The Chiquitos were in fact well formed and powerful, of middle height and of an olive complexion. They are an agricultural people, but made a gallant resistance to the Spaniards for nearly two centuries. In 1691, however, they made the Jesuit missionaries welcome, and were rapidly integrated. The Chiquito language was adopted as the means of communication among the converts, who soon numbered 50,000, representing nearly fifty tribes.

The formative experience of the Chiquitano ethnicity was their common evangelization and confinement to towns under the authority of Jesuit missionaries from their 1692 arrival at San Javier de los Piñocas (in what is now Ñuflo de Chávez Province) until their 1767 expulsion from Spanish colonial possessions. Missions governed settlements known as reductions at San Javier de los Piñocas, Concepción, San Ignacio, Santa Ana, San Rafael, San José, San Juan, Santiago, Santo Corazón, and San Miguel. Each mission town incorporated one to three thousand residents. Jesuits emphasized prayer and work as the main activities of a worthy life. They promoted permanent settlements, cattle husbandry, and loom-based weaving as aspects of economic life. The reductions also began a centuries-long pattern of Chiquitano Indian labor benefiting outsiders. During the mission period, Chiquitanos were also recruited as soldiers in Spanish colonial wars. Swedish anthropologist Erland Nordenskiöld described the Jesuit legacy as follows: "The Jesuits protected the Indians from other whites, but divested them of their freedom and made them so dependent that after the expulsion of the missionaries they were easy prey for unscrupulous whites. Actually they set the stage for the extinction of many Indian tribes."
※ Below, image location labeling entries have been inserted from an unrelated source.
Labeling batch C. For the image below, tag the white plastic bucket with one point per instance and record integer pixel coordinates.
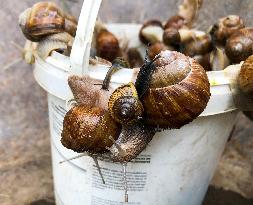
(175, 168)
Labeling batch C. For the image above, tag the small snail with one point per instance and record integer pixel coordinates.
(60, 42)
(179, 91)
(245, 77)
(134, 58)
(199, 45)
(171, 37)
(44, 19)
(107, 45)
(239, 45)
(226, 27)
(151, 32)
(204, 61)
(117, 64)
(177, 22)
(156, 48)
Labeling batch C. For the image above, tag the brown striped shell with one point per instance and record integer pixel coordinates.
(179, 91)
(124, 105)
(240, 45)
(245, 78)
(151, 23)
(226, 27)
(88, 129)
(42, 19)
(45, 18)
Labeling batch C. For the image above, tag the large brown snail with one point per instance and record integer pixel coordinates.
(172, 90)
(179, 91)
(43, 19)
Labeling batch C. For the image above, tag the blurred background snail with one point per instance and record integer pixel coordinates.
(50, 27)
(43, 19)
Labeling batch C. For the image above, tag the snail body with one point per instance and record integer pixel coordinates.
(89, 129)
(179, 91)
(151, 32)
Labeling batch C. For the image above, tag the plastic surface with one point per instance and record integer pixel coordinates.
(176, 167)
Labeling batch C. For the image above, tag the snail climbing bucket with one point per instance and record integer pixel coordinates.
(174, 169)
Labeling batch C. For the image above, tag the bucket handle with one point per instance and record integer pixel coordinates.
(80, 53)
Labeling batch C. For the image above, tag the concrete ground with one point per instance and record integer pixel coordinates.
(25, 161)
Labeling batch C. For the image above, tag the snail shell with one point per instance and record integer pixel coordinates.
(239, 45)
(60, 42)
(179, 91)
(44, 18)
(226, 27)
(148, 37)
(89, 129)
(245, 78)
(177, 22)
(171, 36)
(107, 45)
(156, 48)
(199, 45)
(124, 105)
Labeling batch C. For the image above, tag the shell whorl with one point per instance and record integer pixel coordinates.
(179, 91)
(88, 129)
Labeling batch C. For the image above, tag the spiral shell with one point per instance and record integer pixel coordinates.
(179, 91)
(176, 22)
(226, 27)
(239, 45)
(199, 45)
(107, 45)
(44, 18)
(124, 105)
(245, 78)
(151, 37)
(88, 129)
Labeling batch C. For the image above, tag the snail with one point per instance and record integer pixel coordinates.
(43, 19)
(204, 61)
(177, 22)
(117, 64)
(107, 44)
(156, 48)
(245, 77)
(60, 42)
(126, 109)
(171, 37)
(134, 58)
(178, 91)
(225, 27)
(239, 45)
(199, 45)
(189, 11)
(151, 32)
(88, 129)
(29, 50)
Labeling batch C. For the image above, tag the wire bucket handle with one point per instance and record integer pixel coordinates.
(80, 53)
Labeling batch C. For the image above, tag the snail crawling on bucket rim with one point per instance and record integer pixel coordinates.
(169, 92)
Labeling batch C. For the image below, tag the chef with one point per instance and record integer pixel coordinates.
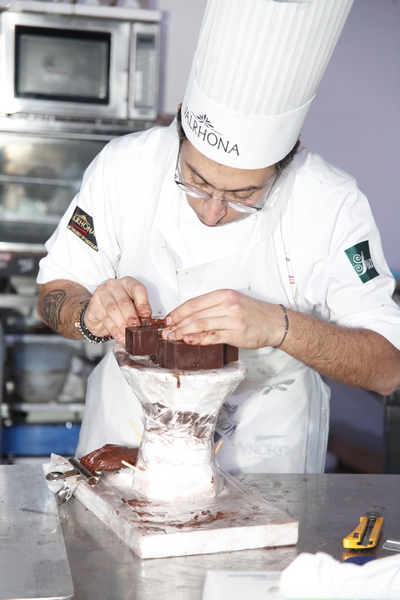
(226, 225)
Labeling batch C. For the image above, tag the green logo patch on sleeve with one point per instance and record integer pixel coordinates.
(361, 261)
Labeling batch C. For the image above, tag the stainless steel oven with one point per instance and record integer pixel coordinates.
(75, 60)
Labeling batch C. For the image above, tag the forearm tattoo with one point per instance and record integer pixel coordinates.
(51, 306)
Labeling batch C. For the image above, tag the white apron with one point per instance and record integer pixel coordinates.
(277, 419)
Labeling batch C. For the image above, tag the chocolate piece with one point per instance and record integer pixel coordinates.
(153, 322)
(146, 340)
(141, 341)
(173, 354)
(231, 353)
(108, 458)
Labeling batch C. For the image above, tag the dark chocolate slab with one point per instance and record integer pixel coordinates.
(141, 341)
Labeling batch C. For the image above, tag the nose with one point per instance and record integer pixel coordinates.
(213, 210)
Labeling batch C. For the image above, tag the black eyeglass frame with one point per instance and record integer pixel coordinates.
(238, 206)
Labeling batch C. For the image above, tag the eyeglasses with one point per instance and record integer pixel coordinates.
(229, 198)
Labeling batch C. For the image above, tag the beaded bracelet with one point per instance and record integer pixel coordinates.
(84, 331)
(286, 327)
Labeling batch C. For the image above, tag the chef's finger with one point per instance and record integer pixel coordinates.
(138, 292)
(103, 316)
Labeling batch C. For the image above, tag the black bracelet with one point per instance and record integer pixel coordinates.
(286, 327)
(83, 330)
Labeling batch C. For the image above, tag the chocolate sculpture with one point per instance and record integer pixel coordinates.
(146, 340)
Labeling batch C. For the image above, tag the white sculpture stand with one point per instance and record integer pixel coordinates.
(176, 455)
(180, 502)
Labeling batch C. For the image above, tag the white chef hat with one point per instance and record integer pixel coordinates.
(256, 70)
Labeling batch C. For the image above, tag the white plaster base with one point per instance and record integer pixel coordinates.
(237, 519)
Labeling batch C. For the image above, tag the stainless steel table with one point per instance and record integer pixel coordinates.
(328, 508)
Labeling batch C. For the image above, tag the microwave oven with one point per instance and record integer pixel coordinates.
(75, 61)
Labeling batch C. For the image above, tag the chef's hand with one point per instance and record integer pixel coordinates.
(116, 304)
(226, 316)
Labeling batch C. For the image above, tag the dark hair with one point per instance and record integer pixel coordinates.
(279, 166)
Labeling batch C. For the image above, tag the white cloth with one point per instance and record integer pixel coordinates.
(277, 420)
(321, 576)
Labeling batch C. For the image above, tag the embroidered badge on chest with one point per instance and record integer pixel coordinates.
(360, 258)
(82, 225)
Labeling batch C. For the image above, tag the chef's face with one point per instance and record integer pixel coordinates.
(243, 186)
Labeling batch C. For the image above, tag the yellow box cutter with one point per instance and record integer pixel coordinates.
(366, 534)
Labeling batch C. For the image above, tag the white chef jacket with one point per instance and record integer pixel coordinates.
(314, 247)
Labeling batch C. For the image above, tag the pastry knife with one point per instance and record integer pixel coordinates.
(367, 532)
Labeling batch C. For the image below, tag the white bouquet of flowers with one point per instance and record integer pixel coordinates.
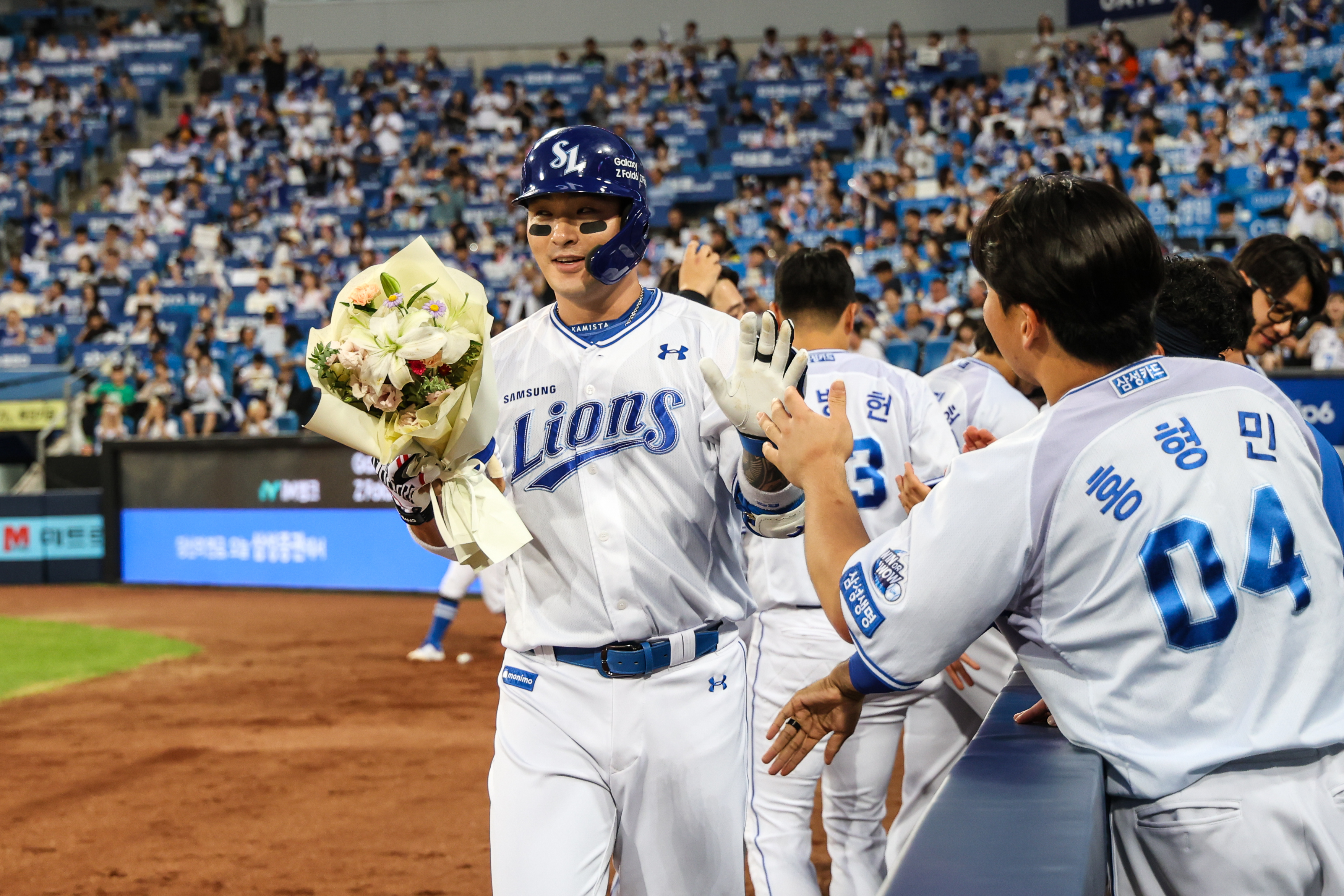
(405, 369)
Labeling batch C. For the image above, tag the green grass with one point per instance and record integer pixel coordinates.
(41, 656)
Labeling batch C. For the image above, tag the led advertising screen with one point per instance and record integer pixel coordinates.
(299, 512)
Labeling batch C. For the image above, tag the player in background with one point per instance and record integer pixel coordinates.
(621, 730)
(452, 589)
(980, 394)
(896, 421)
(1156, 544)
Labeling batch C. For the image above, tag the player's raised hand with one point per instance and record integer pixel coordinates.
(760, 377)
(806, 442)
(827, 707)
(978, 440)
(699, 268)
(912, 489)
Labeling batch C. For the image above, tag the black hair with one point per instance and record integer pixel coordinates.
(1277, 264)
(1082, 257)
(815, 281)
(671, 283)
(1198, 311)
(986, 340)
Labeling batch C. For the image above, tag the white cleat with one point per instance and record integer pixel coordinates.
(426, 653)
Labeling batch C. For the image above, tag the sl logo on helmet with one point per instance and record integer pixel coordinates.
(567, 159)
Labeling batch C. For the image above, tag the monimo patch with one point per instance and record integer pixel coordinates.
(519, 677)
(859, 599)
(1138, 378)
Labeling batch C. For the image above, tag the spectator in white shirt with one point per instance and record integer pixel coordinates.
(265, 297)
(1308, 203)
(259, 420)
(487, 107)
(939, 303)
(146, 28)
(107, 50)
(387, 128)
(72, 253)
(314, 297)
(147, 296)
(19, 297)
(501, 269)
(53, 52)
(142, 248)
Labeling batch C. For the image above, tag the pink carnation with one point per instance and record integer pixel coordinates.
(389, 397)
(365, 293)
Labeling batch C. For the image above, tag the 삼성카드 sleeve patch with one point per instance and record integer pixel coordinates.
(857, 596)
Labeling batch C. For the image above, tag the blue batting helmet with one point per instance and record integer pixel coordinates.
(590, 160)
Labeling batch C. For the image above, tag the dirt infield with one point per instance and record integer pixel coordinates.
(299, 753)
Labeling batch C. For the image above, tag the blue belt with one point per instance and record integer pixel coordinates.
(632, 659)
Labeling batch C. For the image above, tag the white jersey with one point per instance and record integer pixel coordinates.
(1156, 547)
(975, 394)
(896, 418)
(615, 461)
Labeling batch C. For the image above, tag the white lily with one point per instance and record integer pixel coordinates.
(393, 340)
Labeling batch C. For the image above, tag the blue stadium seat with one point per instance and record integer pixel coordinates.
(904, 352)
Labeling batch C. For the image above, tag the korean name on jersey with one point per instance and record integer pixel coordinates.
(623, 468)
(1156, 546)
(896, 418)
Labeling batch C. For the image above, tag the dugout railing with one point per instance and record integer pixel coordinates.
(1023, 813)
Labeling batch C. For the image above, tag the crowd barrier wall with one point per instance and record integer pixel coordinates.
(292, 512)
(1023, 813)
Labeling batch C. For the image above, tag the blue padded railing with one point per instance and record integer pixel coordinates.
(1023, 813)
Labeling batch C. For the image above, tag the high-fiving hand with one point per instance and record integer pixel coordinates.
(807, 442)
(761, 375)
(827, 707)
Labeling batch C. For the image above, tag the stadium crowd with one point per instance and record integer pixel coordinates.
(189, 283)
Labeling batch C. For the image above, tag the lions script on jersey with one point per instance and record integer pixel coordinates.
(612, 449)
(1166, 569)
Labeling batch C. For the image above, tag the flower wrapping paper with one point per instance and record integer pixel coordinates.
(475, 520)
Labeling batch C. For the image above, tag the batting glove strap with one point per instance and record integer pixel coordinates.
(772, 523)
(409, 488)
Following the Jesuits' expulsion, some Chiquitanos were incorporated into mestizo-owned ranches and farms, where they served as unfree laborers; others retreated from the villages, living in smaller camps. The rubber boom across South America brought a new industry to the region from 1880 to 1945, staffed once again by Chiquitano laborers. Work was often involuntary, and the conditions extremely harsh, resulting in deaths from workplace accidents, malnutrition, "diseases such as malaria, beriberi, and scurvy; and the overall exploitative practices of the whites." As rubber workers, Chiquitanos experienced debt peonage and forced labor, but were primarily rented out by wealthy mestizos on whom they were dependent. Chiquitanos also built parts of the Santa Cruz–Corumbá Railway under this arrangement.

== Political organization ==

Flag of Organización Indígena Chiquitana

In Bolivia, the Chiquitano people are represented by the organization Chiquitano Indigenous Organization (Organización Indígena Chiquitana, OICH). OICH is led by José Bailaba, who serves as Cacique Mayor.

In Brazil, the Chiquitano are trying to obtain their own indigenous territory.